Pedido de ajuda humanitária
Nos últimos meses, o Crescente Vermelho tentou levar comida para a cidade sete vezes, mas sem sucesso. O Departamento de Estado dos Estados Unidos e as Nações Unidas apelaram a Damasco nas últimas semanas para permitir que a ajuda humanitária chegasse aos civis sitiados, mas não houve reação por parte do governo sírio. A posição oficial é que aqueles cercados por tropas do governo são todos terroristas ou seus defensores.
Os subúrbios do nordeste de Damasco também estão cercados há meses. Mas eles são maiores, há rotas de contrabando e, acima de tudo, não há atiradores para disparar contra as crianças enquanto catam lenha ou capim para o gado. O cerco tornou-se uma arma onipresente, que também é utilizada pelos rebeldes, que cercaram a parte ocidental de Aleppo. A diferença é que os civis não são impedidos de sair, e os alimentos podem entrar.

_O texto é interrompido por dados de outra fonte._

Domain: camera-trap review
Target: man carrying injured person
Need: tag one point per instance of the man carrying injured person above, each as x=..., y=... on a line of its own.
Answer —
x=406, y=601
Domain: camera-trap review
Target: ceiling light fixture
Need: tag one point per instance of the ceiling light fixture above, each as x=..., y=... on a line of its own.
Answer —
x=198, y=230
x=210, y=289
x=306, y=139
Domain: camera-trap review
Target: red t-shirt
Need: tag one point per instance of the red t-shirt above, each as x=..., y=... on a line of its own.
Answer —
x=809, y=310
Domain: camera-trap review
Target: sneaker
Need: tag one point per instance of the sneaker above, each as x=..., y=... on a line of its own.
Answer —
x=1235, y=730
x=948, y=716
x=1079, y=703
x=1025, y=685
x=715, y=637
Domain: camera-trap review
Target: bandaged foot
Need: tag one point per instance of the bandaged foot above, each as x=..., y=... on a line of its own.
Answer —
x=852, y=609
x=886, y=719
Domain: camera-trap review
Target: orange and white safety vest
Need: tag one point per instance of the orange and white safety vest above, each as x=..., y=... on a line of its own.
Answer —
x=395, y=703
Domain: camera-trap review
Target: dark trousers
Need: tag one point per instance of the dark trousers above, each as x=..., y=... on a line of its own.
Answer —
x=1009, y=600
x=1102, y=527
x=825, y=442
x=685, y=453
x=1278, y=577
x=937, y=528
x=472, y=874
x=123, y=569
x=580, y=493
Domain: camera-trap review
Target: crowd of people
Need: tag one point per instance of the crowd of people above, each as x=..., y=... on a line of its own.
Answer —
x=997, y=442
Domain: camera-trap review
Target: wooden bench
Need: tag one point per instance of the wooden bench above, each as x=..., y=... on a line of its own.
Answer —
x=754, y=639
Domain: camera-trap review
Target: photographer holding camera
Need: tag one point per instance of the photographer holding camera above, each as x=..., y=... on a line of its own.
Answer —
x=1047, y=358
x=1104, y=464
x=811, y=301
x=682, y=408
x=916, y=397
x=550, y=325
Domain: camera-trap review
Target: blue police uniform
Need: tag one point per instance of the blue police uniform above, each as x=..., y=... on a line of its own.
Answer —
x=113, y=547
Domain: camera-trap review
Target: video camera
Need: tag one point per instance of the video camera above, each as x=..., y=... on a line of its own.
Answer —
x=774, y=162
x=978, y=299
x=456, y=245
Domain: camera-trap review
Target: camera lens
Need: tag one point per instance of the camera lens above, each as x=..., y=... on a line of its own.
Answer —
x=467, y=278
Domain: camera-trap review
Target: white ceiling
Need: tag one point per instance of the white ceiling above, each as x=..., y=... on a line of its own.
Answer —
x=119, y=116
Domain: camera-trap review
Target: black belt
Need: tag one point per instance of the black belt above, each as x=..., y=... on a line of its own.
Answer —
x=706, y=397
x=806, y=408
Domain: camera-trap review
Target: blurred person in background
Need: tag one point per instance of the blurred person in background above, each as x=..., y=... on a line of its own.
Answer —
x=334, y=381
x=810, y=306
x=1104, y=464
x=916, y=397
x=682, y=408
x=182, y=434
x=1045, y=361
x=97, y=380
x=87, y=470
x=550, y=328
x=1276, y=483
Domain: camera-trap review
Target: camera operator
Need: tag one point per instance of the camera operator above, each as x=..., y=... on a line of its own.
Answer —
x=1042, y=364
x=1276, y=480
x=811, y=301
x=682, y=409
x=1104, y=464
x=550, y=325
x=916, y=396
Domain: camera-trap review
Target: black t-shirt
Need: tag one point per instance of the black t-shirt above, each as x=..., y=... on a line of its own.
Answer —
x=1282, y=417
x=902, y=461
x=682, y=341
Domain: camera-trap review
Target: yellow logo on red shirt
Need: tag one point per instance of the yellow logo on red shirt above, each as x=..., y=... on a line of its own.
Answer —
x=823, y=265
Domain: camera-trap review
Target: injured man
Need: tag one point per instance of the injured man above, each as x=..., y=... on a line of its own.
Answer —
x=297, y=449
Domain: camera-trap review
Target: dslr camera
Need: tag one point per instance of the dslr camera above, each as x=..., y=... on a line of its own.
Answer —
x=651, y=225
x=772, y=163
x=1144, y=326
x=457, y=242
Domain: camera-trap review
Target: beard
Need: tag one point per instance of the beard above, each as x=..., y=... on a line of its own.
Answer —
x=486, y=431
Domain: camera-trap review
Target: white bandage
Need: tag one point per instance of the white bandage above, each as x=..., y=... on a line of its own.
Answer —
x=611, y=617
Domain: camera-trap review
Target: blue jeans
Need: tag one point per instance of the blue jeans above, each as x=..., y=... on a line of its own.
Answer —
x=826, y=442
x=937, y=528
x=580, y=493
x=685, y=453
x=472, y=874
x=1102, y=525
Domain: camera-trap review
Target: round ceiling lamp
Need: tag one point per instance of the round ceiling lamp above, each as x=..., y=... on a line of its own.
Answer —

Em meados de outubro, depois de semanas de negociações, dois grupos, totalizando cerca de 1.600 civis, foram autorizados a deixar Muadhamiya. Eles incluíam mulheres e crianças, mas não homens entre as idades de 14 e 60. Quando um terceiro grupo chegou ao posto de vigilância ocidental em 16 de outubro para ser evacuado como combinado, as unidades de artilharia nas colinas da 4 ª divisão abriram fogo sem qualquer aviso. Quatro pessoas morreram e várias ficaram gravemente feridas. O resto fugiu de volta para a cidade, onde ainda há 10 mil pessoas.
Rassak Abdul al- Hamshari, 65 anos, estava no último grupo que foi autorizado a sair. Ele chegou ao Líbano, a uma pequena vila no Vale do Bekaa, perto da fronteira. Ele agora está morando em um porão de concreto inacabado compartilhado por 10 pessoas, o que é um luxo comparado com a vida em Muadhamiya. "Pelo menos não há bombardeios!", diz Hamshari.
Seu filho está morto, mas ele tem a esperança que sua nora consiga escapar. Ele não tem ilusões sobre os homens que ainda estão em Muadhamiya. "Eles são nossos filhos, primos e netos, e nunca vão desistir, mesmo que todos morram. Mas o que eu poderia ter feito lá? Eu sou velho e inútil".
Quando soube da "fatwa dos gatos" em Yarmouk, ele riu breve e intensamente. "É uma boa ideia. Mas quando saímos, eu já não via gatos nas ruas há semanas. Já tinham sido todos comidos".